Melatonin Macrophage

exerted at the hematopoietic-immune level by a chronic circadian resetting of the immunological machinery to maintain the immune homeostasis. This is suggested by the observation that in healthy mice, i.e. in absence of any infection and immunologi-cal activation, only the Th cells which sit in the bone marrow are sensitive to MLT (50,51). Products of this MLT-bone marrow Th cells interaction are the MIO which may affect hematopoiesis and thymocytes proliferation (50,51). Both the acute and chronic mechanisms might be exploited in the use of MLT as immunotherapeutic agent to correct secondary immunodeficiency or fight viral diseases. As we already stated in preceding reviews (56,57), we would like to stress the need for a large double blind study in human immunodeficiency virus (HIV)-positive patients.
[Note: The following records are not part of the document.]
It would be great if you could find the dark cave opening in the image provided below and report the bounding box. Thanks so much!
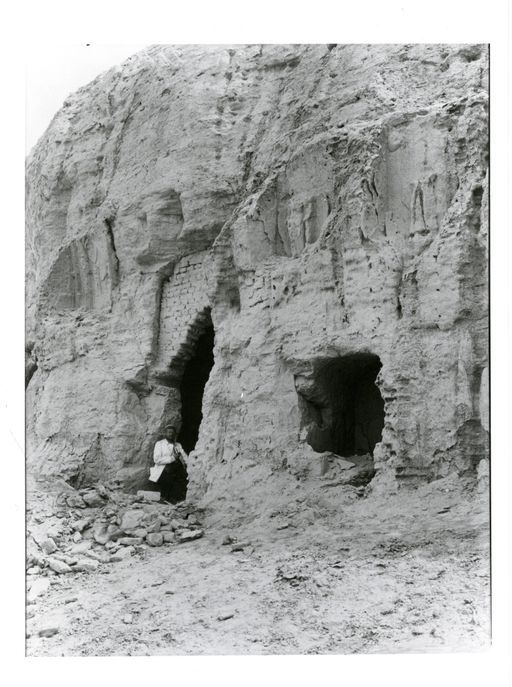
[296,353,384,457]
[155,460,188,503]
[178,324,215,454]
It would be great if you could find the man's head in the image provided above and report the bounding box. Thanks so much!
[165,425,176,443]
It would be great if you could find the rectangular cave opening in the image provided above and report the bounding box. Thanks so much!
[178,322,215,454]
[296,353,384,458]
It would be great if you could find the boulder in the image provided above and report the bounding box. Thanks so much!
[146,532,164,546]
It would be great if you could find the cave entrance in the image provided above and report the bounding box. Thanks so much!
[296,353,384,457]
[178,321,215,454]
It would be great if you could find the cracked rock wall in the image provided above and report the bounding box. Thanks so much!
[27,45,488,496]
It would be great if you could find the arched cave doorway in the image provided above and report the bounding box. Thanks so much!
[156,308,215,503]
[295,353,384,457]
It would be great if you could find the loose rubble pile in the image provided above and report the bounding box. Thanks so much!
[27,481,204,602]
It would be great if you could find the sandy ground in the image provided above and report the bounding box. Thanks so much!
[27,472,490,656]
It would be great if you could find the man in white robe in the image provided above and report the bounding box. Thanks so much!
[149,425,187,500]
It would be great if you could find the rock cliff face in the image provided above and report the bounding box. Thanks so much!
[27,45,489,506]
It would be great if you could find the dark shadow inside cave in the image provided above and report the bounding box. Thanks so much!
[155,460,188,503]
[296,353,384,457]
[178,324,215,454]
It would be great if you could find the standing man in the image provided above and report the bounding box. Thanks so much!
[149,425,188,503]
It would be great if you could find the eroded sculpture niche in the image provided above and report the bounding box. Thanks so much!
[295,353,384,457]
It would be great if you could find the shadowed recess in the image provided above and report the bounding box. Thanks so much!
[296,353,384,457]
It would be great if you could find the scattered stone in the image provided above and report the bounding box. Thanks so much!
[71,518,91,532]
[27,577,50,604]
[92,522,110,544]
[66,494,87,508]
[137,489,160,503]
[96,484,109,499]
[73,558,100,572]
[82,491,105,508]
[39,537,57,555]
[85,550,110,563]
[37,627,59,637]
[177,530,204,544]
[109,546,135,563]
[48,558,72,575]
[70,540,92,553]
[146,532,164,546]
[105,524,124,543]
[133,527,149,539]
[146,520,160,534]
[121,510,144,532]
[117,537,144,546]
[217,613,235,621]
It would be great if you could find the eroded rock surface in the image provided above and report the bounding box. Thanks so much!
[27,45,488,500]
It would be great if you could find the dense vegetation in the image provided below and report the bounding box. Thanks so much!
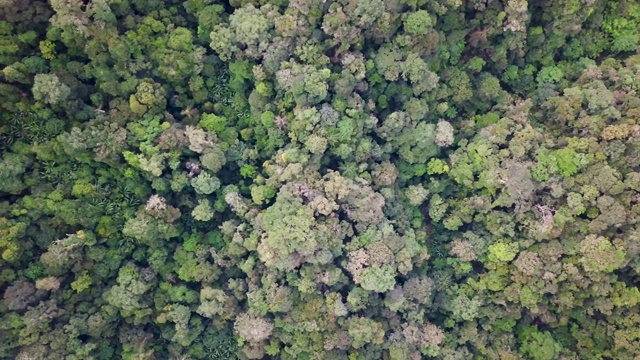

In presence of normal Th cell counts, the apparent ability of MLT to sustain Th cell functions and IL-2 and gamma-IFN production might result in delayed development or occurrence of AIDS. Reduction of plasma viremia was associated with an increased IL-2 mRNA expression in lymph nodes of HIV-infected patients (71). IL-2 is the most potent cytokine capable of inducing the CD8+ T cell -mediated inhibition of HIV replication which seems to override the ability of IL-2 to stimulate HIV expression (33). If effective, MLT administration would be a relatively cheap and safe prevention of this devastating disease. Alternatively, MLT might be associated with low-dose IL-2 which seems to be beneficial in HIV-associated malignancies (10) or with HIV protease inhibitors. The use of MLT in combination with IL-2 in cancer neuroimmunotherapy might prolong survival and improve the patients' quality of life (19). These encouraging results obtained by Lissoni and coworkers deserve, therefore, to be expanded and challenged in other studies. In addition, MLT might be useful in enhancing the immune response against tumor antigens, a promising therapeutic strategy for cancer vaccines. In regard to the use of MLT in combination with cancer chemotherapeutic drugs the results obtained so far are disappointing. MLT administered alone seems to worsen the bone marrow toxicity of common cancer chemotherapeutic regimens or, at best, be ineffective. This fact calls for further studies to understand the role of MLT in hematopoiesis and indicates that, in certain conditions, MLT may have adverse effects.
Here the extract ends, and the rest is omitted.